The Farina Restoration Group Inc. was formed to stabilise and restore the existing Farina town infrastructure and to display the history and style of life of an inland Australian township from the 1880s to the 1960s. They seek to attract increasing numbers of visitors to see our preserved town, to appreciate the history and to be a very significant attraction in the North Flinders Ranges area.
Formed in 2008 by Victorian Tom Harding with support from Farina Station owners Kevin and Anne Dawes and the South Australian Outback Development Trust in Port Augusta, the group is financed by fundraisers and various grants.
The volunteers generally meet once a year at Farina in June/July to run fundraising events and work on the various restoration projects. With the help of a professional stonemason they are working on preserving the original buildings, marking roads, researching and creating interpretive signage. They have restored the unique underground bakery which is used at fundraising events; restored the cemetery, built a commemorative cairn for the Farina men that were lost during WWI and II, and recently built Patterson House as a Visitor Centre.
Farina was a railway town 60km South of Marree and has 10 historic Australian stone buildings, which were falling down. The Great Northern railway (The Ghan) and a standard gauge railway passed through the town.
Farina is located within the Lake Eyre Basin, on the old alignment of the Ghan railway, 600 km north of Adelaide. It is 26 km north of Lyndhurst and 55 km south of Marree.
No longer inhabited, it was originally surveyed and proclaimed a town on 21 March 1878. It was first known as ‘Government Gums’ because of the mature River Red Gums in the creek to the north of the town but later its name was changed to “Farina” (Latin for wheat or flour) by farmers who optimistically hoped to turn the vast flat lands here into fields of grain.

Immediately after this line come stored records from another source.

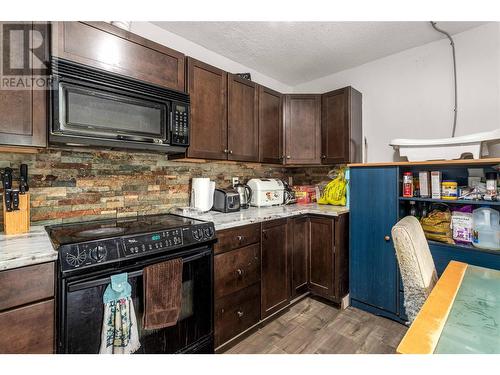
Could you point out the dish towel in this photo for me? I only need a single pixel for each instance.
(163, 294)
(119, 328)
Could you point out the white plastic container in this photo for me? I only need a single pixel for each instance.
(486, 228)
(484, 144)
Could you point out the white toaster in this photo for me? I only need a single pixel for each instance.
(266, 192)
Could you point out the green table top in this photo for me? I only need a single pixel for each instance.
(473, 325)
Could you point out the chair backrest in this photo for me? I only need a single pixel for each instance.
(415, 264)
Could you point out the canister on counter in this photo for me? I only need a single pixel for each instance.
(449, 190)
(408, 185)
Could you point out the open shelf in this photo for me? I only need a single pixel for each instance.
(455, 201)
(464, 246)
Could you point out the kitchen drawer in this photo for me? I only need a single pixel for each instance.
(236, 312)
(28, 330)
(236, 269)
(26, 284)
(234, 238)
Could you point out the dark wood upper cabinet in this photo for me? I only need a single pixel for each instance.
(270, 126)
(300, 255)
(341, 126)
(275, 285)
(23, 112)
(207, 87)
(242, 119)
(107, 47)
(303, 129)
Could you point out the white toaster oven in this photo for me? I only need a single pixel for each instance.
(266, 192)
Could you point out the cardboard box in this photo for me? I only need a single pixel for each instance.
(436, 184)
(424, 179)
(305, 194)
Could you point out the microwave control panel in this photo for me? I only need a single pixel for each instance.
(180, 125)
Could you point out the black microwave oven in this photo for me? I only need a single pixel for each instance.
(93, 107)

432 quarter acre blocks were laid out during the 1880s with a population of about 100 adults and 50 children which tripled by the end of the decade. With the introduction of the northern railway known as the Ghan, it became the railhead from Port Augusta in 1882 until the line was extended to Marree two years later (eventually making Oodnadatta in 1891 and Alice Springs in 1929).
With good rains, Farina flourished and the population rose to about 600 at its peak with a bakery, grain store, two breweries, two hotels, a general store, post office, an Anglican church, cemetery, five blacksmiths, a school and even a brothel. However, years of drought and dust storms, the closing of the gold and silver mines nearby in 1927 and re-alignment of the Ghan railway line during the 1980s forced the eventual abandonment of the town.